How long will it take for an investment of $13,000 to double if the investment earns interest at the rate of 6%/year compounded continuously?
13000 e^.06t = 26000
e^.06t = 2
take ln of both sides
ln e^.06t = ln 2
.06t ln e = ln2 , but lne = 1
t = ln2/.06
= appr 11.55
To find out how long it will take for an investment to double with continuous compounding, you can use the formula for continuous compound interest:
A = P*e^(rt)
where:
A = the final amount (double the initial investment)
P = the principal amount (initial investment)
e = Euler's number (approximately 2.71828)
r = the interest rate (in decimal form)
t = the time (in years)
In this case, P = $13,000 and r = 6%/year = 0.06/year. We need to solve for t.

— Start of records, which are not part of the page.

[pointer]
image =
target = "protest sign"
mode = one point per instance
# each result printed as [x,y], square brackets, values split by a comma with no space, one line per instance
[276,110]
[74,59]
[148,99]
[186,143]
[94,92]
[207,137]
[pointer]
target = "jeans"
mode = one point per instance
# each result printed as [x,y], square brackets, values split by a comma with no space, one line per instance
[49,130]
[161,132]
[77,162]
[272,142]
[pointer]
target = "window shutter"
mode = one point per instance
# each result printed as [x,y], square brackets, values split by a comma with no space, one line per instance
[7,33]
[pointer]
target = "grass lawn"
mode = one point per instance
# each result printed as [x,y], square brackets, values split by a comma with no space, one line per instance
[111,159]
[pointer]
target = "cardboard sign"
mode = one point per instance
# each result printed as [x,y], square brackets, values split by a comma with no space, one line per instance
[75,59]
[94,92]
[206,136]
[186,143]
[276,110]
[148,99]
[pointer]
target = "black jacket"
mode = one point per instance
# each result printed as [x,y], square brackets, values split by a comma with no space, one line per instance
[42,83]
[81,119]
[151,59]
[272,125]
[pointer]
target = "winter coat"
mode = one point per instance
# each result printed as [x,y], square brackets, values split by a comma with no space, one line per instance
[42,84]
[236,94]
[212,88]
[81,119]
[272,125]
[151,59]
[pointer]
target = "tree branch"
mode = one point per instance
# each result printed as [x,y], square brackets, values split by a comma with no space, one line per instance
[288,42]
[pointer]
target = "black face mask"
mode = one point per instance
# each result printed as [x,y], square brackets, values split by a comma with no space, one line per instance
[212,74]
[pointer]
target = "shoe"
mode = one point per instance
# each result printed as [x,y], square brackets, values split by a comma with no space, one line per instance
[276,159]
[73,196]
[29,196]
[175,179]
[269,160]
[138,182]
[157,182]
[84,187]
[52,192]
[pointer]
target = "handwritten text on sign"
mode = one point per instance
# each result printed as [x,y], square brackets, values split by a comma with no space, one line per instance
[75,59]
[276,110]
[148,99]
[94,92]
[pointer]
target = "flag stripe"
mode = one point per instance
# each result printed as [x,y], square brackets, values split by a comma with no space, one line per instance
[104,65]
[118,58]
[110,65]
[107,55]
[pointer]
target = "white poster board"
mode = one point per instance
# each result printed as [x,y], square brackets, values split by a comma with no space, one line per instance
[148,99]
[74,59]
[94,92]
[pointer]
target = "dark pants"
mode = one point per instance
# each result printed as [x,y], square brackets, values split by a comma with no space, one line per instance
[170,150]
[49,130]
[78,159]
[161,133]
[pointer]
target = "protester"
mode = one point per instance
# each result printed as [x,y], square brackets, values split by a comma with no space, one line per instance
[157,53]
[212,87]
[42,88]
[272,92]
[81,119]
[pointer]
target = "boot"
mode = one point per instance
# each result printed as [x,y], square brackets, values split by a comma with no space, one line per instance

Substituting these values into the formula, we get:
2P = P*e^(0.06t)
Next, we can simplify the equation by canceling out P on both sides:
2 = e^(0.06t)
To solve for t, we need to isolate the variable. Taking the natural logarithm (ln) of both sides:
ln(2) = ln(e^(0.06t))
ln(2) = 0.06t*ln(e)
Since ln(e) is equal to 1, we have:
ln(2) = 0.06t
Now, divide both sides by 0.06:
t = ln(2)/0.06
Using a calculator, we find:
t ≈ 11.55 years
Therefore, it will take approximately 11.55 years for an investment of $13,000 to double with an interest rate of 6% per year compounded continuously.